Part of my weird plan is to have the elements of our show gradually improve, so the hand drawn logo from episode 0
is now slightly improved as drawn on the computer. I did this by doing some edge tracing filters in Photoshop on the graphic I have been using around the site (the words superimposed on an icon of a movie camera)
Again, we narrated our intro banter (recording in the iTalk app on my iPad) and used this in iMovie over a sound track Brian found on the Free Music Archive
So the logo improves a bit, and we get some better music. This section in iMovie looks like
The still image dragged into the track can be extended as needed. It seemed a tad long, so I split the clip and used some filters to invert the colors, and the puzzle translation to create a cheesy effect. The audio settings on our narration is set to lower the volume of the music — “lower volume of other tracks” is essentially “ducking” meaning that when there is sound in the primary track, the background is automatically reduced.
I rely always on Kurt Vonnegut’s brilliant segment on the shape of stories and so I wanted to bring him in somehow. I got this flash of an idea to have Vonnegut’s video be there as a background using green screen effect, and thus we set up in the Open Learning Innovation lab (we meaning Jon Fulton did) a back screen
More generally known as Chroma Key, the green screen (sometimes blue) is the classic technique you see weather forecasters use, as well as in movies. Everything filmed with the camera that is the single key color (green) becomes transparent in editing to another video layer. So with our setup we can be seen standing in front of Kurt Vonnegut.

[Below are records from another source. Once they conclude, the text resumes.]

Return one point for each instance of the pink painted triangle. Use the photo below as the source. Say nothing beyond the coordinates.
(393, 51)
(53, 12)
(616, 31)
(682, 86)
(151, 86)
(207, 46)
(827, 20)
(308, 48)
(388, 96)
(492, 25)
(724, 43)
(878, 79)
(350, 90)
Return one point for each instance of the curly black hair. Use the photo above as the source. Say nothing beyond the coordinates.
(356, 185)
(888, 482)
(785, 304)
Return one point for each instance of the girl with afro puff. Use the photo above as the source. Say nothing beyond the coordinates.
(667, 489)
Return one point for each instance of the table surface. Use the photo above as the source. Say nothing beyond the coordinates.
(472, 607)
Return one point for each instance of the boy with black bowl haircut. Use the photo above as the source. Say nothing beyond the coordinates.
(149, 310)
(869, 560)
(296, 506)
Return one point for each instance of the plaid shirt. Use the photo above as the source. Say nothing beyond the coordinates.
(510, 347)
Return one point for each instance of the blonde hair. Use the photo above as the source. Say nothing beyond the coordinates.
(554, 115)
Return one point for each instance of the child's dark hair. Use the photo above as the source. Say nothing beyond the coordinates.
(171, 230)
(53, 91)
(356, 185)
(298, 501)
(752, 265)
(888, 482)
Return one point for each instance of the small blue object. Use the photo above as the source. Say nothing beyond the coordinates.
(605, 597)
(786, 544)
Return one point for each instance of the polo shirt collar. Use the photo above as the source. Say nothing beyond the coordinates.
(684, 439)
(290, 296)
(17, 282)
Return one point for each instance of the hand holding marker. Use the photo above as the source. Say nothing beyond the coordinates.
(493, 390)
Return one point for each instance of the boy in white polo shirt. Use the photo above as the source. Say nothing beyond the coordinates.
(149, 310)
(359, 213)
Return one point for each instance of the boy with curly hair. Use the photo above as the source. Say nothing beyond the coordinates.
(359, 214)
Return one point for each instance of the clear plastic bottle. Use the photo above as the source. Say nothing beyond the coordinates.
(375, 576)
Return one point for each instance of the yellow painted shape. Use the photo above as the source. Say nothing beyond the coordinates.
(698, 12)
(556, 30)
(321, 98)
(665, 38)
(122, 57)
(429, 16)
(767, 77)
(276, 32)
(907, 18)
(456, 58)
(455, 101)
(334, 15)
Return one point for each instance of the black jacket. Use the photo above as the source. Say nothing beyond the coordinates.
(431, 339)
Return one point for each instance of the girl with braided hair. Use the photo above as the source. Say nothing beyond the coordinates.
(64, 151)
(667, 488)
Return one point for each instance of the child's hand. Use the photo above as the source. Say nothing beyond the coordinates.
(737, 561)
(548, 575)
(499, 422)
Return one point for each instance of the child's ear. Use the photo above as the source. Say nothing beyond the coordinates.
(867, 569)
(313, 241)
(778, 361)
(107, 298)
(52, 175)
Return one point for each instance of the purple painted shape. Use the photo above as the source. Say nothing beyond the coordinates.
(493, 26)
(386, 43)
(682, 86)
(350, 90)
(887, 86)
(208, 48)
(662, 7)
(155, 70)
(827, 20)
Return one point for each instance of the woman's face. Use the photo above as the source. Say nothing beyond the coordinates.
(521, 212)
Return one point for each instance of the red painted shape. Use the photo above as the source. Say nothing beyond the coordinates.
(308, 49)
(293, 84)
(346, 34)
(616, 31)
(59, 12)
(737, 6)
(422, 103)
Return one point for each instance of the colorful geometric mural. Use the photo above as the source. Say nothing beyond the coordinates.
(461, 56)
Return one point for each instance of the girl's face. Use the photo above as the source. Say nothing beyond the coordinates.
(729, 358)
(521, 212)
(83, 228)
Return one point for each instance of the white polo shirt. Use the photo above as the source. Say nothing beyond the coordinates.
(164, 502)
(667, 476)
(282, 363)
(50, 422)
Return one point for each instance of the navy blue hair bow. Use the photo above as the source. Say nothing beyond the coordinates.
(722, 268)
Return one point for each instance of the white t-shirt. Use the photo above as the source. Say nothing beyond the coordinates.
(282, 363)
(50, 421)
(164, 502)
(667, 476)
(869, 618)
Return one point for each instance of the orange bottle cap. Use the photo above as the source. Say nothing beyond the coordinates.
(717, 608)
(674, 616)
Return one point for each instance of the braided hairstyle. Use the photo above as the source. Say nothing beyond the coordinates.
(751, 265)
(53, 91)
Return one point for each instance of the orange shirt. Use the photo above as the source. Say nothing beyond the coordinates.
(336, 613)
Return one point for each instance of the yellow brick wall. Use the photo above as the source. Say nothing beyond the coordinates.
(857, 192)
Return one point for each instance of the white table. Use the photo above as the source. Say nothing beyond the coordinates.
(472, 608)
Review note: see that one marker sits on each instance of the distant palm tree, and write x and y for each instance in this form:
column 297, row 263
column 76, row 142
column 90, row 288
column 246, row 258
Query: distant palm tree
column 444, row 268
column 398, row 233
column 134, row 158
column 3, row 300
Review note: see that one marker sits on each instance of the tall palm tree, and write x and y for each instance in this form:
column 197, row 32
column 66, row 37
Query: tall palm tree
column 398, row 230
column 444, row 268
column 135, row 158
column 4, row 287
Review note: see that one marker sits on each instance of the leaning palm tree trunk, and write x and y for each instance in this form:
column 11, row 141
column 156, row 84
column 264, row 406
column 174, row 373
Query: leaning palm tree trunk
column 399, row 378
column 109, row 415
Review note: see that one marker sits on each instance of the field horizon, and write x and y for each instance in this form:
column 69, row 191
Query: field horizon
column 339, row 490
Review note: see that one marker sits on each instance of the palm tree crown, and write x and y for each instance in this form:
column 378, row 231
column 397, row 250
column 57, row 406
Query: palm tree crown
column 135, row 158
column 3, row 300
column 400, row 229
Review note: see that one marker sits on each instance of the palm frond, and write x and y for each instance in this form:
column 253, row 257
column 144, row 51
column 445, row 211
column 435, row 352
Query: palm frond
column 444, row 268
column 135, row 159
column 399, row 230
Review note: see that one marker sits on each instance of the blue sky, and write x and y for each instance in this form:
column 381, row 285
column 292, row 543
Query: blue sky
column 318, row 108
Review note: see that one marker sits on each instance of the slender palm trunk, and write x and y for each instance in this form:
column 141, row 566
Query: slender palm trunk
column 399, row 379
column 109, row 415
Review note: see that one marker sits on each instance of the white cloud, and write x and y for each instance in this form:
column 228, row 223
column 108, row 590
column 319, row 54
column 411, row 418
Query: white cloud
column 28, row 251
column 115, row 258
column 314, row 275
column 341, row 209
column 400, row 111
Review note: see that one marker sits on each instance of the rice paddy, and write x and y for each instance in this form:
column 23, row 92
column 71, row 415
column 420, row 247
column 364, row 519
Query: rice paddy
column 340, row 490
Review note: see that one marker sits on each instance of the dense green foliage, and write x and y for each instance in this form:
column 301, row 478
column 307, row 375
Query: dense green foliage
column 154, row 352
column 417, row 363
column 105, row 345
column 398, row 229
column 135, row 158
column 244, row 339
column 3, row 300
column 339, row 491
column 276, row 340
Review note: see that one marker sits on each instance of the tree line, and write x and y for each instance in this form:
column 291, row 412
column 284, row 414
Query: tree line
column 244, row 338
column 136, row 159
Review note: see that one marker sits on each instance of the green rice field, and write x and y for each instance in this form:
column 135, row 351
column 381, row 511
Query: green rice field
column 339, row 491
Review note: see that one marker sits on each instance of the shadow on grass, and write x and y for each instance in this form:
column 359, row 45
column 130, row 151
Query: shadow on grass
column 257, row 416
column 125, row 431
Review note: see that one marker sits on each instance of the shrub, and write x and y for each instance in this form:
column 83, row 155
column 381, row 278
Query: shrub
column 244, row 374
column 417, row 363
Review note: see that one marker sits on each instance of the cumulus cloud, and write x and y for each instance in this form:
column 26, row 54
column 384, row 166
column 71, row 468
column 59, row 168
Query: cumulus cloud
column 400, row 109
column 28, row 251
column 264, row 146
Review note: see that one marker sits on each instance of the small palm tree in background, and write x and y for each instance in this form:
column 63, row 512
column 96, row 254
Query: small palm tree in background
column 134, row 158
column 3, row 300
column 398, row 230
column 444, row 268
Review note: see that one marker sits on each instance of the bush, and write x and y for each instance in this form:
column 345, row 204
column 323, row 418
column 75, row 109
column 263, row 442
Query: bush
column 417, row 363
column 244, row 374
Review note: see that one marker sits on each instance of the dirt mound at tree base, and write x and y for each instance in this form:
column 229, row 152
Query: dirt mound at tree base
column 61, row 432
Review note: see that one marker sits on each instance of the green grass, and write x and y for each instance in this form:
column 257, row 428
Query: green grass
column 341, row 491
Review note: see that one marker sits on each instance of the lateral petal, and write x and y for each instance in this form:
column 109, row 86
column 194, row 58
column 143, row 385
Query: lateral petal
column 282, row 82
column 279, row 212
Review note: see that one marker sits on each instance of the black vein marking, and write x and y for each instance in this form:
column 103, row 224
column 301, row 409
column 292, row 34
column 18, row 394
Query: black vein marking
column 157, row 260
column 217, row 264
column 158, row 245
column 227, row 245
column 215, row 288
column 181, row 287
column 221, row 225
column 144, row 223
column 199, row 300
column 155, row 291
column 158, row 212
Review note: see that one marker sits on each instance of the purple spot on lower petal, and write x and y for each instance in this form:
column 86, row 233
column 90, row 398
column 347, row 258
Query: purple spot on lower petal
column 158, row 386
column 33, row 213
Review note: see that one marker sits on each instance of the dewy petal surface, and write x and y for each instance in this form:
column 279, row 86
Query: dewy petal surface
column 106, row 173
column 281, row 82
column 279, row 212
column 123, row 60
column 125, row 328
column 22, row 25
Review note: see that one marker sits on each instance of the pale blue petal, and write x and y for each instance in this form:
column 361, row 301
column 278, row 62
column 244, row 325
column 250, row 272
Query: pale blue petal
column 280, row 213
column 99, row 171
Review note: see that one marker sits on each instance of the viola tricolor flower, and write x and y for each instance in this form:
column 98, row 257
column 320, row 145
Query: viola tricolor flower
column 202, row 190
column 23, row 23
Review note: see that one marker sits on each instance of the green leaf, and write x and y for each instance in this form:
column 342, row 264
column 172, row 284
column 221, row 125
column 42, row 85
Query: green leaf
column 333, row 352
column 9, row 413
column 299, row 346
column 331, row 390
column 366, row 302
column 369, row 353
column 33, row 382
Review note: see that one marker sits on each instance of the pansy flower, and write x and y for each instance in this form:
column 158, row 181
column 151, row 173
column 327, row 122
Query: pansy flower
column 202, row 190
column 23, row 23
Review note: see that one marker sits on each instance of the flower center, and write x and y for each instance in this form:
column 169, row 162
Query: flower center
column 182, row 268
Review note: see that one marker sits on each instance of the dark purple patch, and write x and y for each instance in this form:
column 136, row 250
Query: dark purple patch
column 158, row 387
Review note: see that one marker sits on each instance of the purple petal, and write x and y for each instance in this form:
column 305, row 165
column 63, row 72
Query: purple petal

I’m glad Brian is such a good sport for being goofy- to play on our ideas as somewhat clueless hosts, Brian mistakes my email and shows up wearing a green shirt, which means that his chest will be ghost like in the video. As an added touch, Jon kicked in the big green bow tie.
In iMovie, the background video, Vonnegut, goes in the main track, and the video of us in the green screen goes above, and it’s mode is set as Green Screen in the Video Overlay settings
I just noticed there are some “clean up” tools I could have used to fine tune the overlay (such as when Jon, filming the side footage with my iPhone, accidentally gets his hand in the shot). It worked quite well IMHO. I use some splits for the segments- while Brian and I talk, I mute the audio on Kurt Vonnegut’s track, and then switch this when we turn around to listen in.
This was actually my first time green screen editing, and was unsure how the scale and positioning would match up. Either I had a good hunch or I got lucky, but it works.
Brian and I continually stood there in front of the screen doing ridiculous gesturing to use as footage when we switch to the view of us as the techs, using Jon’s (real tech) office as the “back room”. Again, I use my open laptop as a place to use the Picture in Picture overlay to have a small clip of Brian and I on the green screen appear on a video monitor.
Jon offered to hand hold the iPad I was using to video with, and there’s some movement, but it adds to the amateur quality I was aiming for. In hindsight, I should have positioned the laptop to be more square on, since in iMovie, the picture in picture is pretty much a rectangle.
I try to get fancy on the transition to get my last sentence in audio to come as if from the screen, than the green screen track audio is muted so we can here the techies talk.
We then switch back for the last bits, and close out with a credits sequence
I like using the “Pull Focus” title which makes the backing video go out of focus, and we have the music track as an outro.
Once again, we did all of our audio / video sequences in one take. I think I might start adding a “One Take” productions to the videos. This was sketched out ahead of time as a script / flow in a google doc, but its rather minimal, it just hirs the highlights.
I am thinking as well, that was we go, the one stage Brian and Alan will get more savvy and the back stage techs will get less critical– so not only does the production quality evolve, but also the skills and perspectives of the people in the video.
I really love doing these, though it is somewhat a chunk of extra time that may not be mission critical. It took less than an hour to shoot the video, and the editing was maybe 2.5 hours, some what helped since I had a flow from the first video.
It will be interesting to see if we can keep up the pace.
But this is your back stage narrator, signing out.